Time to move on from old-school population health management

It's time to grow beyond yesterday's population health management, and health organizations must employ uncommon methods to truly discover new methods to do so, writes Jason Burke, a senior advisor for advanced analytics at the University of North Carolina School of Medicine in InformationWeek.

Burke argues that population health management offerings these days look "remarkably like yesterday's offerings"--focusing on individual chronic diseases, relying on claims data, lacking a larger inventory of factors with real predictive models and including little or no real-time intervention capabilities.

"Health organizations need a balanced portfolio of health analytics capabilities--some focused on supporting the status quo, and others helping the organization to pursue more strategic goals," Burke writes.

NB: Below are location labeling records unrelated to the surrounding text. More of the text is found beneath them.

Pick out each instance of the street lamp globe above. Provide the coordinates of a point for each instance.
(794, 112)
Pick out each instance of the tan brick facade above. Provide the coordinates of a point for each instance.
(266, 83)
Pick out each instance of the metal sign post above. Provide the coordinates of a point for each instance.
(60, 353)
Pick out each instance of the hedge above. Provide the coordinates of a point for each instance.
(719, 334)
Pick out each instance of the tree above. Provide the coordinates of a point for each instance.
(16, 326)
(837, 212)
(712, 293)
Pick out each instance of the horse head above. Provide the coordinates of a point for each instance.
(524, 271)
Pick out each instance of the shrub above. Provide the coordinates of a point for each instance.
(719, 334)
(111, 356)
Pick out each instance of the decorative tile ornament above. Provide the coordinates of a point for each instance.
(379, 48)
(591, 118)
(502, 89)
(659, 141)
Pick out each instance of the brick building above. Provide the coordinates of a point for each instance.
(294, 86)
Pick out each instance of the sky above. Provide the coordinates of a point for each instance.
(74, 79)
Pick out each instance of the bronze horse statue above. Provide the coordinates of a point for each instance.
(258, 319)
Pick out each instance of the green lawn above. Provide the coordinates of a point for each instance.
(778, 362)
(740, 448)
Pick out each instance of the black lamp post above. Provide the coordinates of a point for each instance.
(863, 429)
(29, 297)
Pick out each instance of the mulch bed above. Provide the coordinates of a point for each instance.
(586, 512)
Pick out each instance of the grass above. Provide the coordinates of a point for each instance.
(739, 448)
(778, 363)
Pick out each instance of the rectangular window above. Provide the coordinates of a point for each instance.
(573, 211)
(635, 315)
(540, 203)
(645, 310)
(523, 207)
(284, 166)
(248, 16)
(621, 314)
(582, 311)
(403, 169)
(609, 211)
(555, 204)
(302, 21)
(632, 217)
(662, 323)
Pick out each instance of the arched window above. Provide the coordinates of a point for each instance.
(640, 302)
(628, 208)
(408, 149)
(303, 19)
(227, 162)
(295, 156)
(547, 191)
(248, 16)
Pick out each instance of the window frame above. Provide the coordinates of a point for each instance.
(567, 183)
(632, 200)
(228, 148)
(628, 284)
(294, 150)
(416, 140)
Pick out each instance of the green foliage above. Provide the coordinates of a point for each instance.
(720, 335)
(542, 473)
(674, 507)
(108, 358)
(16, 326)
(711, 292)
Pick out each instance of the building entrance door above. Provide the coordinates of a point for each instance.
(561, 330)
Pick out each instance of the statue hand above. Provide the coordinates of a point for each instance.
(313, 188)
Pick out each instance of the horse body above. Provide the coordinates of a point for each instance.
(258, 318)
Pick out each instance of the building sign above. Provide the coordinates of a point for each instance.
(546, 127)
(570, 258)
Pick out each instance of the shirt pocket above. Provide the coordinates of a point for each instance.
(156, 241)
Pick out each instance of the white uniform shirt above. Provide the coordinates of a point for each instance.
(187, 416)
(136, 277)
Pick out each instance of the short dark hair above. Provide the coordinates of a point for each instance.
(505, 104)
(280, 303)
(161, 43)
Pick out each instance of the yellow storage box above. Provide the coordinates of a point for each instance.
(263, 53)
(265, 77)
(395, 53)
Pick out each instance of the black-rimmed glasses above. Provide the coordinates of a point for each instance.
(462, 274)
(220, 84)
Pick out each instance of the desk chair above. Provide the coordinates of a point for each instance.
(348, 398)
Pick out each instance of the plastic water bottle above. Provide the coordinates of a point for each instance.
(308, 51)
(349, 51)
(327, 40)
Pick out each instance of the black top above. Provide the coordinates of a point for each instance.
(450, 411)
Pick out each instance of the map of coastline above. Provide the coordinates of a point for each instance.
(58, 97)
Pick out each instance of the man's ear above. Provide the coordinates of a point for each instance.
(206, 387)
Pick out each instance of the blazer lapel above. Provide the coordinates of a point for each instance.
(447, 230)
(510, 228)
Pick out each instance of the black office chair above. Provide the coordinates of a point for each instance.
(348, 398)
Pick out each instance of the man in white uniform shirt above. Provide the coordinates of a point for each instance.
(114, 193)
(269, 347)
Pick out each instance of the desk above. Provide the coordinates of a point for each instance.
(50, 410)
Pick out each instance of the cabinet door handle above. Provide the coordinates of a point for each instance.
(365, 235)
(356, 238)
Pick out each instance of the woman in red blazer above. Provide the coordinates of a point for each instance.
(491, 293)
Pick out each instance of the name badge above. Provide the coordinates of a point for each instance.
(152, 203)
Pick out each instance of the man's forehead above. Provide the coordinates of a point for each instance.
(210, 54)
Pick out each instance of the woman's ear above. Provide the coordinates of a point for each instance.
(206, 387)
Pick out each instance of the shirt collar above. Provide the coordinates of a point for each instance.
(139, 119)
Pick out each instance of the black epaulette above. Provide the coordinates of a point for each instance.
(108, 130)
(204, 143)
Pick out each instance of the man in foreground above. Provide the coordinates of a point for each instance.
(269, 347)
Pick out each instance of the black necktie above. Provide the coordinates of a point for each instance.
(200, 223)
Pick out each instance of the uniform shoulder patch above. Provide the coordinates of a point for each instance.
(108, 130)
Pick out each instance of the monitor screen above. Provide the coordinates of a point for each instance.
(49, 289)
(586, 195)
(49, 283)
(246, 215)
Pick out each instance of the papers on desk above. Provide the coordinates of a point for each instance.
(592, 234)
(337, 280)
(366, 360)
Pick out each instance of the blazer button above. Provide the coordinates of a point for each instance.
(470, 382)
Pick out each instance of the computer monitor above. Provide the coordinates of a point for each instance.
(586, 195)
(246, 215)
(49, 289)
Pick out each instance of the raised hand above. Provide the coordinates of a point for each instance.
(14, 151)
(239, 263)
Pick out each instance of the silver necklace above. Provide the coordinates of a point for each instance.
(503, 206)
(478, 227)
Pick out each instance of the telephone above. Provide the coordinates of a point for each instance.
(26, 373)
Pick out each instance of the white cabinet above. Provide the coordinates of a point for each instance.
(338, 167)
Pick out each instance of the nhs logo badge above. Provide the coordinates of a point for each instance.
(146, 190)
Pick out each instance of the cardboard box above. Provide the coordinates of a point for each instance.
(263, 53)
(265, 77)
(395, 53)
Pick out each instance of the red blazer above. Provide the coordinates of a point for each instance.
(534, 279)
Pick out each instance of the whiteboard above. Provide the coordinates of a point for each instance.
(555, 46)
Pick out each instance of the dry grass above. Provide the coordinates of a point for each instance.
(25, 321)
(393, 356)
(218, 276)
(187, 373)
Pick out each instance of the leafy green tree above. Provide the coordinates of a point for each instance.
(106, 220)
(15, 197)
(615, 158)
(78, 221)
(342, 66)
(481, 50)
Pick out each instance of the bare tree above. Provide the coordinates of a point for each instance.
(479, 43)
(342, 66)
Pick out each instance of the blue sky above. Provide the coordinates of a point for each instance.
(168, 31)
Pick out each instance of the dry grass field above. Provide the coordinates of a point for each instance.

Some of Burke's strategies for getting an organization out of "box 1" include asking the following questions:

  1. How well does our data architecture provide reusable data assets that can be used for any clinical research or quality improvement projects? Every new project shouldn't require more data work, Burke writes.
  2. How easily can we explore relationships [among]  different types of data (clinical, financial, administrative, patient-reported outcomes) as opposed to only within a single type of data? Burke writes than an organization should have access to more than one of these forces at all times.
  3. Are our methods tied to specific patient subpopulations, or are they extensible to any patient populations? This ties back again to flexibility, extensibility and reusability--methods should apply to more than just one patient population.

Earlier this year, National Coordinator for Health IT Karen DeSalvo declared population health management as one of ONC's primary focuses for 2014.

A report published last year by the Institute of Health Technology Transformation determined that analytics are the key to population health management and the success of ACOs. The paper concedes that there is "no single roadmap to achieving analytics excellence," but sets out an analytics framework starting with establishing a data governance committee, putting together an analytics team through setting benchmarks and ways to measure efforts.